We also used some data from clinical trials. While clinical trials may provide the best or only source of data, events such as treatment failure and response to HAART may differ from other settings. In addition, we used a societal perspective for this analysis, where all costs and benefits are included. However, additional perspectives may be relevant to parts of southern Africa where costs and benefits are accrued by different parts of the healthcare system. For example, the perspective of a donor organization which bears costs but sees no direct benefits may be important where donors play an important role in the healthcare system. Finally, our model is not intended to restrict the use of viral load monitoring in southern Africa. Rather, we highlight the importance of CD4 monitoring and early treatment initiation as the priority in improving the care of individuals in southern Africa.

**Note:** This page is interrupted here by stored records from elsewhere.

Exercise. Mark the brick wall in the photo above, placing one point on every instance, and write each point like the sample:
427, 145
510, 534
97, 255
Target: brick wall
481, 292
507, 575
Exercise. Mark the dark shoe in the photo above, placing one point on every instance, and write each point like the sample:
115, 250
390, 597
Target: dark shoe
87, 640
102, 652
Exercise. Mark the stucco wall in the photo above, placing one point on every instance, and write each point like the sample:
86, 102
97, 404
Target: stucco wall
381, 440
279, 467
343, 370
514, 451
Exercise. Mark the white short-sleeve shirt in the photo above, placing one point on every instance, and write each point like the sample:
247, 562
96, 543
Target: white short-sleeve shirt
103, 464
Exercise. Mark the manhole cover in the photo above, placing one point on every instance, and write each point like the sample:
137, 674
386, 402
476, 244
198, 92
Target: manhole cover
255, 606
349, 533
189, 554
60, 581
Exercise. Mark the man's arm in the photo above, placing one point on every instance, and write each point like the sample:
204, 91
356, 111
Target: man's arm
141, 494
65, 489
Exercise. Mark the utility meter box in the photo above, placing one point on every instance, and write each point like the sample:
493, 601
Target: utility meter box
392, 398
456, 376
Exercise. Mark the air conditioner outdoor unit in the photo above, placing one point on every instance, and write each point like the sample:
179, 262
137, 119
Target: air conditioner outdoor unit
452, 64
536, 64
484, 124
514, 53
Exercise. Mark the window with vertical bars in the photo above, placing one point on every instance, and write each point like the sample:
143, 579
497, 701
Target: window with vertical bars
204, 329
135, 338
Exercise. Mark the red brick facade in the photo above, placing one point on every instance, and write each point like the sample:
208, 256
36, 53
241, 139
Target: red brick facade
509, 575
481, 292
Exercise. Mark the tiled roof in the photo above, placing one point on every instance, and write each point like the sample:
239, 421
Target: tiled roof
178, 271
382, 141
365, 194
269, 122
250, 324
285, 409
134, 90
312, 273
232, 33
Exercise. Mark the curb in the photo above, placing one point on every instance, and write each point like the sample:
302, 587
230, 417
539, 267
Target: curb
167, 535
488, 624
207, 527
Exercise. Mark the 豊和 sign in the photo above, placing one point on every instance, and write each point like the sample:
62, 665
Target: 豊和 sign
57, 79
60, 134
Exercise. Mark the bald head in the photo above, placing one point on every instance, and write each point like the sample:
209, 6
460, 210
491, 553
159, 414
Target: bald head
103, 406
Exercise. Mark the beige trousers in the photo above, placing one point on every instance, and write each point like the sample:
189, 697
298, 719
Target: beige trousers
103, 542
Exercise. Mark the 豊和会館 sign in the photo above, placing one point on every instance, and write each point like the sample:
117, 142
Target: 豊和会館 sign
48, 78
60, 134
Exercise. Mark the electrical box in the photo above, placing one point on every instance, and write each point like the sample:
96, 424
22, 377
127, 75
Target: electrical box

The rapid increase in access to treatment in resource-limited regions represents a major progress towards reducing HIV morbidity and mortality. Our analysis shows that, where HAART is available, CD4 monitoring with earlier treatment initiation provides a substantial increase in length of life which, in some settings, may be achievable while reducing total expenditures for HIV. As the number of people receiving HAART increases, the potential health benefit and cost savings from use of CD4 monitoring will also increase.